My family has acquired a collection of masks of all sizes and fabrics, including one made of silver sequins to wear on New Year’s Eve.  (Except no one went to any parties.)  I delivered masks of different types to my elderly parents at various times:  the super cautious N-95’s at first (left in a package on their doorstep since I couldn’t go inside) and easing up a bit around July 4 with masks made of fabric printed in red, white and blue stars.  When the weather permitted, we sat in their suburban backyard to visit on lawn chairs positioned, always, at least six feet apart.  For my 100% Norwegian father, six feet might be a little too close, as the old saying goes.

Now, finally, in June 2021, the masks are coming off.  It was a total shock when I walked into my suburban church to see almost no one wearing a mask at a large Confirmation event in mid-May.  We were vaccinated!  We could breathe freely in the open air again.  We could see people’s faces, their smiles, frowns, their expressions of bewilderment.

Many of us have grown used to this cocoon way of living.  To change back again to the other way may seem overwhelming.  We have full summer calendars lined up with graduation parties, birthday parties and weddings to attend.  Last year, we had to watch all these important ceremonies and events on Zoom.  We learned to adapt to this virtual way, and it is a little hard to change rusty from lockdown.  It has been reassuring to Zoom into the offices of friends and colleagues and always see the same print or artwork behind someone’s head, week after week:  a John Lennon poster, a set of framed engravings of Rome and Milan, or a simple drape of peach-colored fabric as a backdrop to hide the clutter of someone’s life.  It has been especially pleasant to see cats sleeping in the background, curled up neatly on their cushions (even on PBS News Hour!).  Working at home has been great for our pets.  Also, you are less likely to be stressed out when you have an eighteen-pound cat purring in your lap.

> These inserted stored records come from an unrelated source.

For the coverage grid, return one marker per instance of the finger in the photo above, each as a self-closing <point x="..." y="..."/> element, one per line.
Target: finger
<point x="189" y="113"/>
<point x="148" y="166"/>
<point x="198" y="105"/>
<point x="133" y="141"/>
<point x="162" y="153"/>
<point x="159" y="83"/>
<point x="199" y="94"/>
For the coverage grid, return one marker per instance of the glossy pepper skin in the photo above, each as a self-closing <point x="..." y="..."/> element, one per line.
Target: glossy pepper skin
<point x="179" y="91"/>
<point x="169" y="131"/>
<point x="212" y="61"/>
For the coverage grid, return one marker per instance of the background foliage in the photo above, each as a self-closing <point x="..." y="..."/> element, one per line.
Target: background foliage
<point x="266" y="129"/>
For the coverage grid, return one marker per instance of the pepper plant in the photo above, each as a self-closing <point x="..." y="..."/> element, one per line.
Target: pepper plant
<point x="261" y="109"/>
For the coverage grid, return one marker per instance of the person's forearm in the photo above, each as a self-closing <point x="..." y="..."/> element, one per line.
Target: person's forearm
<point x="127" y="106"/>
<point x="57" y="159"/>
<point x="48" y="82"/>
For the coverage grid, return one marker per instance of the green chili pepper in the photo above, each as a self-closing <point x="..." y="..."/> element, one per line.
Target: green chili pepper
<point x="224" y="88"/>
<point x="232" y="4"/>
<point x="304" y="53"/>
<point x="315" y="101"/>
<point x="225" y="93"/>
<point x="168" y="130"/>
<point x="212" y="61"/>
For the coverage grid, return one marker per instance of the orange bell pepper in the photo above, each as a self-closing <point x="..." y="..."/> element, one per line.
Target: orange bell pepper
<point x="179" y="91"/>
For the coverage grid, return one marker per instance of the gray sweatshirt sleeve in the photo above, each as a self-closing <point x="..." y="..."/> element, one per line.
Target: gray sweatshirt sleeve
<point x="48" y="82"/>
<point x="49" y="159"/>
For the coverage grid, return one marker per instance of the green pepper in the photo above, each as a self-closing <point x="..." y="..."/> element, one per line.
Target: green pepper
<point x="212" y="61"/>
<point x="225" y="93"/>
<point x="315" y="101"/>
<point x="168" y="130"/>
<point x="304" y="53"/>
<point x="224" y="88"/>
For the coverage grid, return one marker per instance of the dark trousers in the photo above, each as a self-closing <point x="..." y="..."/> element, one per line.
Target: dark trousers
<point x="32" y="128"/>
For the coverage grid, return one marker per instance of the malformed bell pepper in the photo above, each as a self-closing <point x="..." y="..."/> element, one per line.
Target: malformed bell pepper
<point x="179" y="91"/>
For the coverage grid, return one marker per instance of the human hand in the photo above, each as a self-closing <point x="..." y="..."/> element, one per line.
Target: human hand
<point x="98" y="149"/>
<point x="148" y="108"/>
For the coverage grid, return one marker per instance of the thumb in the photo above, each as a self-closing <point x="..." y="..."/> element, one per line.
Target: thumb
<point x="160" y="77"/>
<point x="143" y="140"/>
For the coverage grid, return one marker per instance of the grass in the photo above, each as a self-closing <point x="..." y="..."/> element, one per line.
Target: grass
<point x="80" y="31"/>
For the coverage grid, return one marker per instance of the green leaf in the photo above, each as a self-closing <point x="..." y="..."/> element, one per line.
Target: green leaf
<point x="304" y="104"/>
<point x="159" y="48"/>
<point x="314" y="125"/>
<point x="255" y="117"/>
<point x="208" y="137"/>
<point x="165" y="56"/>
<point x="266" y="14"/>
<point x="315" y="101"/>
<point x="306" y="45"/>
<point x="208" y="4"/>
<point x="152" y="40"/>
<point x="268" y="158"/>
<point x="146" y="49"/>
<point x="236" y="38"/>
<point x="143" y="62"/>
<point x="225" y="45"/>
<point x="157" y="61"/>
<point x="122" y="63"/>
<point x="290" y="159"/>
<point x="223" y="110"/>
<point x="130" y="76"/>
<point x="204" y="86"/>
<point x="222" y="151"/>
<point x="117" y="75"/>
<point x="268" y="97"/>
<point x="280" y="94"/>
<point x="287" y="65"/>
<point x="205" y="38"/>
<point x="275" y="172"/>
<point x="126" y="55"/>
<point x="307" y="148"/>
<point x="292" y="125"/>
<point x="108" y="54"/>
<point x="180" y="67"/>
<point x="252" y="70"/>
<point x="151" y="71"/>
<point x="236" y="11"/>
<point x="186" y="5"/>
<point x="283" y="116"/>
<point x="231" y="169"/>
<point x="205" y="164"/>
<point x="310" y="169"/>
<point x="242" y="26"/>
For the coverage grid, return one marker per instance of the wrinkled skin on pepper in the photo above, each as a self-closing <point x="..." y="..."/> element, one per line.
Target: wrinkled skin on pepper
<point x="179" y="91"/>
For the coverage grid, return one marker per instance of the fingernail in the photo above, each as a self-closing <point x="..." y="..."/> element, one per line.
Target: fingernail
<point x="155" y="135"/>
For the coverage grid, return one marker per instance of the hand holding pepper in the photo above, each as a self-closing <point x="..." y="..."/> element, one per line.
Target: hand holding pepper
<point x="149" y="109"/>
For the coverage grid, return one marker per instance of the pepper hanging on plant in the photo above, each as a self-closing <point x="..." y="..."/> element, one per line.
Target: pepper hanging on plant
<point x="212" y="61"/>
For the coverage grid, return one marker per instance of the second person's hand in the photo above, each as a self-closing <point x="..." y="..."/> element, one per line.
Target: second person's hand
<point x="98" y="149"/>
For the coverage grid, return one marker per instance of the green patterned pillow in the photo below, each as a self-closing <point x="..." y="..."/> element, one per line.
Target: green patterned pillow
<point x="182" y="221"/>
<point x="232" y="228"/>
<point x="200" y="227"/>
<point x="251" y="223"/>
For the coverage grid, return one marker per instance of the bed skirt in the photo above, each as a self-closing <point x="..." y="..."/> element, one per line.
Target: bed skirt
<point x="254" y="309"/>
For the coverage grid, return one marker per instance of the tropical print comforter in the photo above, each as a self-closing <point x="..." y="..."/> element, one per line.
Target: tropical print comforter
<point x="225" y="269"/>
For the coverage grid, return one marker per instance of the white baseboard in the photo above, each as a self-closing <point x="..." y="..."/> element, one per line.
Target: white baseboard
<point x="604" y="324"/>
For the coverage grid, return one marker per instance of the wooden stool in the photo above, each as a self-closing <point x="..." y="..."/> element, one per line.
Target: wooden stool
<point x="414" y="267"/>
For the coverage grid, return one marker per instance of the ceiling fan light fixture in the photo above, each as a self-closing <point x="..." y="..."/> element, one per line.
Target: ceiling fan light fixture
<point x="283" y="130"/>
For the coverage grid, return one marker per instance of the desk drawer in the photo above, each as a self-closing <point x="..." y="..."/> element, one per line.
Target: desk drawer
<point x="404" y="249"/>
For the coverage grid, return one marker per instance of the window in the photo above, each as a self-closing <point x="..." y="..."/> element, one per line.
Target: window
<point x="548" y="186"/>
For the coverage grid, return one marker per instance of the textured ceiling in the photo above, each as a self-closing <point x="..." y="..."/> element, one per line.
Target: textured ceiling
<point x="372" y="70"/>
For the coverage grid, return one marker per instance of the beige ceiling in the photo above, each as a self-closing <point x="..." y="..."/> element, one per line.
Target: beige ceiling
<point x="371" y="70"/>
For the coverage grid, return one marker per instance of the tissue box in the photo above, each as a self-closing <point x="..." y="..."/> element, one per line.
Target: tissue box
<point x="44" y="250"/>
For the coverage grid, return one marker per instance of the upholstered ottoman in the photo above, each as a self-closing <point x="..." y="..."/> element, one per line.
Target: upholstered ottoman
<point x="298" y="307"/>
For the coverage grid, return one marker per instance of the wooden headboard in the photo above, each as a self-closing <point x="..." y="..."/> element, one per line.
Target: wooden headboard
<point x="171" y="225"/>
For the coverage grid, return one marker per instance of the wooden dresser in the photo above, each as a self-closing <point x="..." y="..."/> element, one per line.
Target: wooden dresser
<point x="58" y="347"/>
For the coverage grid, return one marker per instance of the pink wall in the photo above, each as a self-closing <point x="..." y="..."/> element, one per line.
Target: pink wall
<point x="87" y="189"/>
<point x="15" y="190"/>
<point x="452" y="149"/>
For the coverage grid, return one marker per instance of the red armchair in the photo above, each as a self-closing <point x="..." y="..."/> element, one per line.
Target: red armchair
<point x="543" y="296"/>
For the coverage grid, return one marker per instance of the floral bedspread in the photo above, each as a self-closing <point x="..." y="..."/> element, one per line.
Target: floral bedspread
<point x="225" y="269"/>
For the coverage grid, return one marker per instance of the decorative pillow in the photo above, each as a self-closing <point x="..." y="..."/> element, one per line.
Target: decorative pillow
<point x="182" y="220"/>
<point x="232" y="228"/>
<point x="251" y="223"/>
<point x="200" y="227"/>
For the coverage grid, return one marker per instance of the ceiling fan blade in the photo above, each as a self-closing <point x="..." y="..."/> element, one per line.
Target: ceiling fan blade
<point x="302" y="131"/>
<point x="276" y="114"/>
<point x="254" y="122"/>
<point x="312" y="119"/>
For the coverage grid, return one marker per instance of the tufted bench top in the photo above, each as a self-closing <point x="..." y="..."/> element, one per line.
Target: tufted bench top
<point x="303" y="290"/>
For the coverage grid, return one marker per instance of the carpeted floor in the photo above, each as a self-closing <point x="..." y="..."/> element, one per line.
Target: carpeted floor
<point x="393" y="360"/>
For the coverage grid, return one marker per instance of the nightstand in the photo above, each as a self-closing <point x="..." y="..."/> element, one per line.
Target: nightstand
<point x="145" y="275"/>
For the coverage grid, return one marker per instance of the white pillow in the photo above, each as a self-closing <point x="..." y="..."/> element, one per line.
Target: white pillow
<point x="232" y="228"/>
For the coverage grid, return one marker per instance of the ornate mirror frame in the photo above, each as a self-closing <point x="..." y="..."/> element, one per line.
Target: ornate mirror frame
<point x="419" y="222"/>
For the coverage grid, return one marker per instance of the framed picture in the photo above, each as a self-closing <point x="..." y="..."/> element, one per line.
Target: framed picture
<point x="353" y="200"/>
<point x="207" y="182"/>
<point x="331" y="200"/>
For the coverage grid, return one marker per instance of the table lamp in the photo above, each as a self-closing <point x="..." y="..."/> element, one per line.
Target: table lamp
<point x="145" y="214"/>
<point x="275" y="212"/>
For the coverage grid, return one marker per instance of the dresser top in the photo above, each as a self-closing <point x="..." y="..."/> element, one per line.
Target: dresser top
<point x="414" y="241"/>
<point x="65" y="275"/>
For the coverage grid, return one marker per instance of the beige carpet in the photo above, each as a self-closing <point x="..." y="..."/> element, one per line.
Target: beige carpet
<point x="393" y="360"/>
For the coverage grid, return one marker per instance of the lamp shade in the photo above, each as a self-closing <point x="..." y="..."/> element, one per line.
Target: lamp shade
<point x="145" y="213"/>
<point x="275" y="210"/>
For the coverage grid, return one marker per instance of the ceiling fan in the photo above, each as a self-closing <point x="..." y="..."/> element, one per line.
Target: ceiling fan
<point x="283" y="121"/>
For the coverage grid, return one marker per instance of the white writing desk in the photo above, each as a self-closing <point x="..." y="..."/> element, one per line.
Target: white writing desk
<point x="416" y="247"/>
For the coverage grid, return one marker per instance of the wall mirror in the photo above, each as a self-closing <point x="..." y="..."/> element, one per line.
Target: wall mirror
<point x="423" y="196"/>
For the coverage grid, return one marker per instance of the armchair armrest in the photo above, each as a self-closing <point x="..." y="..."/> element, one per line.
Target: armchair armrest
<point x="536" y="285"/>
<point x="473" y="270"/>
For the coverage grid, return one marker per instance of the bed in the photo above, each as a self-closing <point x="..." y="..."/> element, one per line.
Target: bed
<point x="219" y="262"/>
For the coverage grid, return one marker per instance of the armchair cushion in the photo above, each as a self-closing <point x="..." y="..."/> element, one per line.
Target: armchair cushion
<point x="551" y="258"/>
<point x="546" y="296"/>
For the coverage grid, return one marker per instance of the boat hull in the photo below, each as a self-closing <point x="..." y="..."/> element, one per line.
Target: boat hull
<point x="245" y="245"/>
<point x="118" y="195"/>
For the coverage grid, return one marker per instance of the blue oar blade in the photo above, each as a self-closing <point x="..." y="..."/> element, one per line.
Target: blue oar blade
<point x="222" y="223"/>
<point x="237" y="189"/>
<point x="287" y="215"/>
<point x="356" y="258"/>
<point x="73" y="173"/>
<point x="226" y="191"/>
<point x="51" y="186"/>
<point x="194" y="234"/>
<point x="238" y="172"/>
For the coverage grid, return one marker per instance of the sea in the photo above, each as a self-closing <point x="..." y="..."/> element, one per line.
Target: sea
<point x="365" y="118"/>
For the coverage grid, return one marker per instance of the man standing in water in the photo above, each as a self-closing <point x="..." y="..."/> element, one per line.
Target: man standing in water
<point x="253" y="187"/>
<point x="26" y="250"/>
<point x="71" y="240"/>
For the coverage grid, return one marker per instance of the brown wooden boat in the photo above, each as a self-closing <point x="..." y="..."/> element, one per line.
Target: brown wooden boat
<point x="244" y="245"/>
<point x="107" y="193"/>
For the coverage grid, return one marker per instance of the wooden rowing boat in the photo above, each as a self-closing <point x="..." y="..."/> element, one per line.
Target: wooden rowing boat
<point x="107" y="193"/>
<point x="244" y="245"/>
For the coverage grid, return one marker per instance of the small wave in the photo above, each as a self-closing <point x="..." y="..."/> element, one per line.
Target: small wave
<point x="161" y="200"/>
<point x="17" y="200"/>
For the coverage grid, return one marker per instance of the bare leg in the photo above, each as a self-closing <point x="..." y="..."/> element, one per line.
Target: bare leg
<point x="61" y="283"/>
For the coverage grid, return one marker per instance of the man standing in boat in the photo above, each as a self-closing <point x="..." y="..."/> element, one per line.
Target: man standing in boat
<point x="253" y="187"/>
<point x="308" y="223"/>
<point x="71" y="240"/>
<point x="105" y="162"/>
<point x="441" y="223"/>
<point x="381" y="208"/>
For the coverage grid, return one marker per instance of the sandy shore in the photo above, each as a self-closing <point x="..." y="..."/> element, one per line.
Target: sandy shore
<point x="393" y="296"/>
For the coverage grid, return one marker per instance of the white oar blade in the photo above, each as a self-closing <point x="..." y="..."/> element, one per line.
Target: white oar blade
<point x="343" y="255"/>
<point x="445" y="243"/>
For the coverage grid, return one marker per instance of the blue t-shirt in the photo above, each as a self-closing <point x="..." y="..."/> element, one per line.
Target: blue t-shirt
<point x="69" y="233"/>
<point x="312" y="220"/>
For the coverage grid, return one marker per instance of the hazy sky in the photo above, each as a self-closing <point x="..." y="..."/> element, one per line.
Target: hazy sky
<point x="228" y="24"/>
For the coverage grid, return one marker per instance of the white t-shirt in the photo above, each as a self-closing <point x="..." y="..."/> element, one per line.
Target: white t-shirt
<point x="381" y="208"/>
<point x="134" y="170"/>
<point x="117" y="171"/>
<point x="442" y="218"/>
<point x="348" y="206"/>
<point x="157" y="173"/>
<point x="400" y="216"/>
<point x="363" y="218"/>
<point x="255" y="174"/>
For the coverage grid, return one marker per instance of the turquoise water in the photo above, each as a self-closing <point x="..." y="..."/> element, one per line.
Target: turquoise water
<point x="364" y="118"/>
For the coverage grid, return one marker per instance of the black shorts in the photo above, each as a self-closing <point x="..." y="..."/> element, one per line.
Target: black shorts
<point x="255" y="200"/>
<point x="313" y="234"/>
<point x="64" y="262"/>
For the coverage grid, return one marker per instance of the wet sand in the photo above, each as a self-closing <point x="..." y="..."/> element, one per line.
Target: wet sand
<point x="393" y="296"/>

More time for sustained prayer and meditation has been a hidden gem of the pandemic.  I started practicing Centering Prayer in March 2020 with a group on Zoom to assuage my fear.  This has now become an oasis for me several times each week, a reservoir of silence, as Father Thomas Keating said.  This is a place to enter gently through the silent internal repetition of a sacred word where, miraculously, troubles vanish and the Peace of Christ reigns.

In his Letter to the Romans, St. Paul asks:  What will separate us from the love of Christ? Will tribulation, or distress, or persecution, or famine, or nakedness, or peril or sword? St. Paul comforts and reassures us:  …For I am convinced, that neither death, nor life, nor angels, nor principalities, nor present things, nor future things, nor powers, nor height, nor depth, nor any other creature will be able to separate us from the love of God which is in Christ Jesus our Lord (Romans 8:35; 38-39).

May we be gentle with ourselves as we re-enter the world, knowing how blessed we are to have come out on the other side of a very unsettling time, and to have these splendid months of summer to gradually grow re-accustomed to living life in person again.